Correlation, causation, and covariance
Correlation, causation, and covariance are important concepts in data science, ML, and decision-making. They are all related to the relationship between two or more variables and can be used to make predictions and inform decision-making.
Correlation
Correlation is a measure of the strength and direction of the relationship between two variables. It is a statistical measure that ranges from -1 to 1. A correlation of 1 indicates a perfect positive correlation, a correlation of 0 indicates no correlation, and a correlation of -1 indicates a perfect negative correlation.
For example, suppose we want to understand the relationship between a person’s age and their income. If we observe that as a person’s age increases, their income also tends to increase, this will indicate a positive correlation between age and income.
Causation
Causation refers to the relationship between two variables in which one variable causes a change in the other variable. Causation is often inferred from correlation, but it is important to note that correlation does not necessarily imply causation.
For example, suppose we observe a correlation between the number of ice cream cones sold and the number of drownings in a city. While these two variables are correlated, it would be incorrect to assume that one causes the other. Rather, there may be a third variable, such as temperature, that causes both the increase in ice cream sales and the increase in drownings.
Covariance
Covariance is a measure of the joint variability of two variables. It measures how much two variables change together. A positive covariance indicates that the two variables tend to increase or decrease together, while a negative covariance indicates that the two variables tend to change in opposite directions.
For example, suppose we want to understand the relationship between a person’s height and their weight. If we observe that as a person’s height increases, their weight also tends to increase, this will indicate a positive covariance between height and weight.

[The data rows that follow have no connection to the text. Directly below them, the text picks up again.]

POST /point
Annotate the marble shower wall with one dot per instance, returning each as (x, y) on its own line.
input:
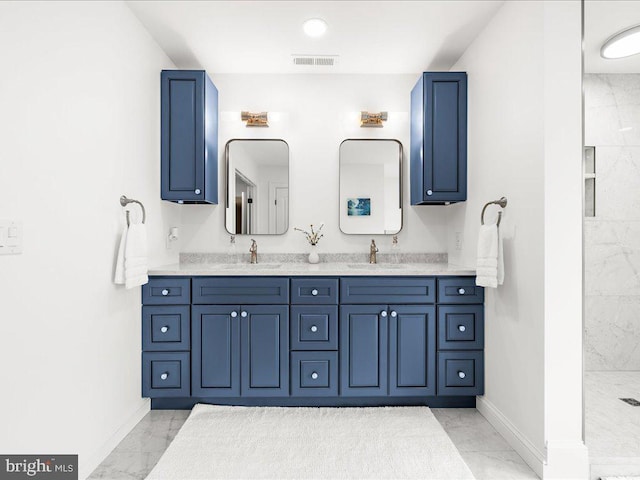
(612, 237)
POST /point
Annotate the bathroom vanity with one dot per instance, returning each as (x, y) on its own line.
(306, 337)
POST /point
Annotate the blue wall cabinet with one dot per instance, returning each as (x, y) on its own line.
(265, 350)
(189, 150)
(363, 350)
(216, 350)
(439, 138)
(412, 350)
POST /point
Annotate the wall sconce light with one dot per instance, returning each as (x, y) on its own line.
(255, 119)
(372, 119)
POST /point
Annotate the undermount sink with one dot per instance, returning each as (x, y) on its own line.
(376, 265)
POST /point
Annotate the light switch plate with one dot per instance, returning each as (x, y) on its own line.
(10, 237)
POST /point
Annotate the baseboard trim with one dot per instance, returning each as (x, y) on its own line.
(521, 444)
(89, 465)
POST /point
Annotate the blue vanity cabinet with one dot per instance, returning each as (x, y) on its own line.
(216, 350)
(264, 348)
(439, 139)
(363, 350)
(412, 350)
(189, 132)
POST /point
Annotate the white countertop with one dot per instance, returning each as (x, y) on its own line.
(306, 269)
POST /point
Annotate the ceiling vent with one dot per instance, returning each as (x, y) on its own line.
(315, 60)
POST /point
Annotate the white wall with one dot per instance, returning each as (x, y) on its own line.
(80, 121)
(314, 114)
(515, 115)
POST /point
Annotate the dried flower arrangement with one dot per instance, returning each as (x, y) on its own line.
(312, 237)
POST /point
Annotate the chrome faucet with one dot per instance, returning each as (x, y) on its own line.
(254, 251)
(372, 252)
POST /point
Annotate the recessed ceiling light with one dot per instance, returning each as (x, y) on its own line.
(622, 44)
(314, 27)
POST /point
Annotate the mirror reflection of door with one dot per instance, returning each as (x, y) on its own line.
(245, 204)
(257, 187)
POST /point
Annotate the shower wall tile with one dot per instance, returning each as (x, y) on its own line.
(612, 109)
(612, 237)
(612, 333)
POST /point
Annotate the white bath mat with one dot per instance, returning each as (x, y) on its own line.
(303, 443)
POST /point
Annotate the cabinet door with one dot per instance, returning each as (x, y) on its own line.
(215, 351)
(265, 350)
(363, 350)
(439, 138)
(412, 350)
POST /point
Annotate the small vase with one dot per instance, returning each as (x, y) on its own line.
(313, 255)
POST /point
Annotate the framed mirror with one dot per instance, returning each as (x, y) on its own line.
(370, 186)
(257, 200)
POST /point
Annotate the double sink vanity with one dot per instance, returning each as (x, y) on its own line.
(333, 333)
(301, 334)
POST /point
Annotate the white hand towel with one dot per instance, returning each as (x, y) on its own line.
(490, 266)
(118, 278)
(135, 256)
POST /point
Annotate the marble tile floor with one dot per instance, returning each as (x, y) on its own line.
(612, 427)
(483, 449)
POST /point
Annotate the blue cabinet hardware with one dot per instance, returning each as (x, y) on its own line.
(189, 133)
(312, 341)
(439, 139)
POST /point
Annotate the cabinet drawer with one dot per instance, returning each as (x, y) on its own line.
(166, 291)
(459, 290)
(240, 290)
(165, 374)
(314, 327)
(363, 290)
(460, 373)
(460, 327)
(314, 291)
(314, 374)
(165, 327)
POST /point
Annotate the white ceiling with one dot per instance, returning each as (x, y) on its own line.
(369, 36)
(602, 19)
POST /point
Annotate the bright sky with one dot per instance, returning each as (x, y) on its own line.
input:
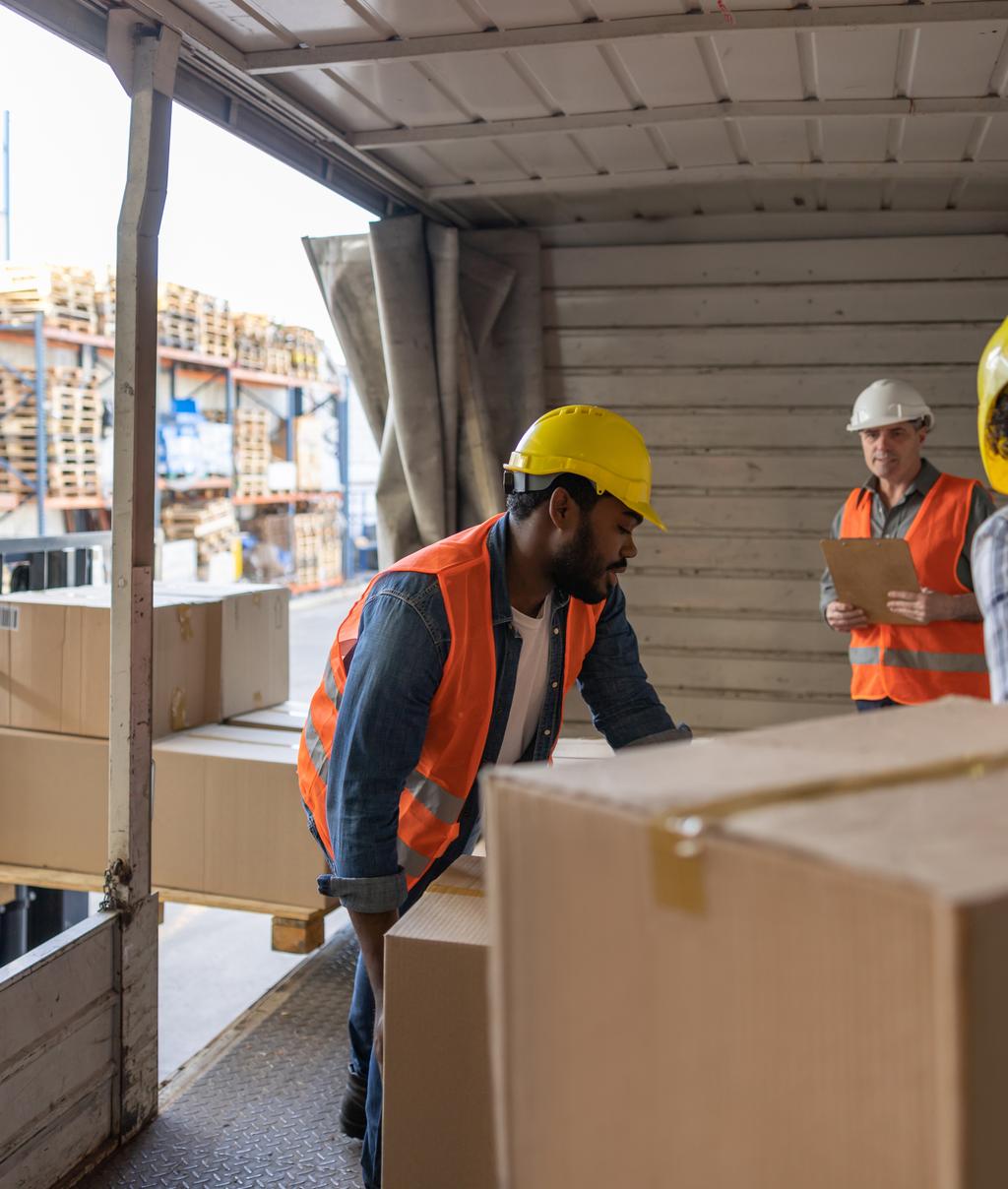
(234, 217)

Correlation, causation, and covariance are important concepts in data science. By understanding these concepts, decision-makers can better understand the relationships between variables and make better-informed decisions based on the analysis of the data.

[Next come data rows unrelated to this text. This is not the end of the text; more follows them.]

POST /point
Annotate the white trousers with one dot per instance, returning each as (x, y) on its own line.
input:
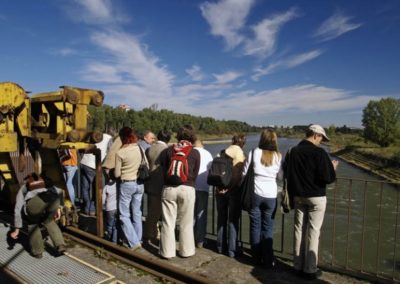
(308, 219)
(177, 202)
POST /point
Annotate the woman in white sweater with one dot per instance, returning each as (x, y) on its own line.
(267, 164)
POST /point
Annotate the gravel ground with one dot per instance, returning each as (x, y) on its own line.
(216, 267)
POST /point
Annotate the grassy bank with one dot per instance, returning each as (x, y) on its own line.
(383, 161)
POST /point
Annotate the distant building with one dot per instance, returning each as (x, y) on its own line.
(124, 107)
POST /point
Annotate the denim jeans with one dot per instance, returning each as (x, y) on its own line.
(130, 200)
(111, 225)
(69, 173)
(262, 215)
(87, 177)
(200, 216)
(229, 210)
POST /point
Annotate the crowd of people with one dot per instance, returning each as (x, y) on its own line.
(178, 194)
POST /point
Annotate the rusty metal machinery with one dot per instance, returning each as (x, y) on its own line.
(44, 122)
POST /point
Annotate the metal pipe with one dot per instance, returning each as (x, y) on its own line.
(395, 231)
(99, 194)
(348, 224)
(363, 227)
(379, 229)
(154, 264)
(213, 210)
(333, 226)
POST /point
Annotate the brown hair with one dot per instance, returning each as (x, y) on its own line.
(186, 133)
(127, 135)
(239, 140)
(269, 145)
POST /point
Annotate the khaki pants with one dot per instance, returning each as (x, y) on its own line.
(177, 201)
(153, 216)
(308, 219)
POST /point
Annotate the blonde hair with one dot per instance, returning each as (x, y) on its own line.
(269, 146)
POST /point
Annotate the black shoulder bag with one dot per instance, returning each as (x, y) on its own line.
(143, 171)
(247, 186)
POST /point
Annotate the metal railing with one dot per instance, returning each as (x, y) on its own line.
(361, 231)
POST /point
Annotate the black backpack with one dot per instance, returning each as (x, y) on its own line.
(220, 173)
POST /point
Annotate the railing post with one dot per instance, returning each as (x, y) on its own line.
(379, 228)
(348, 222)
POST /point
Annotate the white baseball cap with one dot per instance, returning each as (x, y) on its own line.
(319, 130)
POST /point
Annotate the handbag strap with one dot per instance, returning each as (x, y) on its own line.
(143, 161)
(287, 160)
(252, 160)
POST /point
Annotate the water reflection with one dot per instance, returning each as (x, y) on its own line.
(361, 226)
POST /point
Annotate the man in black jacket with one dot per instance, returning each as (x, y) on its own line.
(309, 169)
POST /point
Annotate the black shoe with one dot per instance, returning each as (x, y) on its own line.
(38, 255)
(312, 276)
(61, 249)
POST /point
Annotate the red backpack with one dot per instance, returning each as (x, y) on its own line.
(178, 171)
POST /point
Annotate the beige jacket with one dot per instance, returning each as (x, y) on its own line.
(127, 162)
(156, 182)
(238, 156)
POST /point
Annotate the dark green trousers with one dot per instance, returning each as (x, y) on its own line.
(40, 213)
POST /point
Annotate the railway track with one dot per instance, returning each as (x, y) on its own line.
(158, 269)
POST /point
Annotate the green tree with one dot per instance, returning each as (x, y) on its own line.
(381, 121)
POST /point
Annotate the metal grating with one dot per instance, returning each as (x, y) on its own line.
(49, 269)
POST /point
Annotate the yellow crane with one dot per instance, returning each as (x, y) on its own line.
(44, 123)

Covariance measures how two variables change together, indicating the direction of the linear relationship between them. However, covariance values are difficult to interpret because they are affected by the scale of the variables. Correlation, on the other hand, is a standardized measure that ranges from -1 to +1, making it easier to understand and compare the strength and direction of linear relationships between variables.
It is important to note that correlation does not necessarily imply causation and that other factors may be responsible for observed relationships between variables. A strong correlation between two variables does not automatically mean that one variable causes the other as there may be hidden confounding factors influencing both variables simultaneously.
The shape of data
When working with samples of data, it is helpful to understand the “shape” of the data, or how the data is distributed. In this respect, we can consider distributions of probabilities for both continuous and discrete data. These probability distributions can be used to describe and understand your data. Probability distributions can help you identify patterns or trends in the data. For example, if your data follows a normal distribution, it suggests that most values are clustered around the mean, with fewer values at the extremes. Recognizing these patterns can help inform decision-making or further analysis.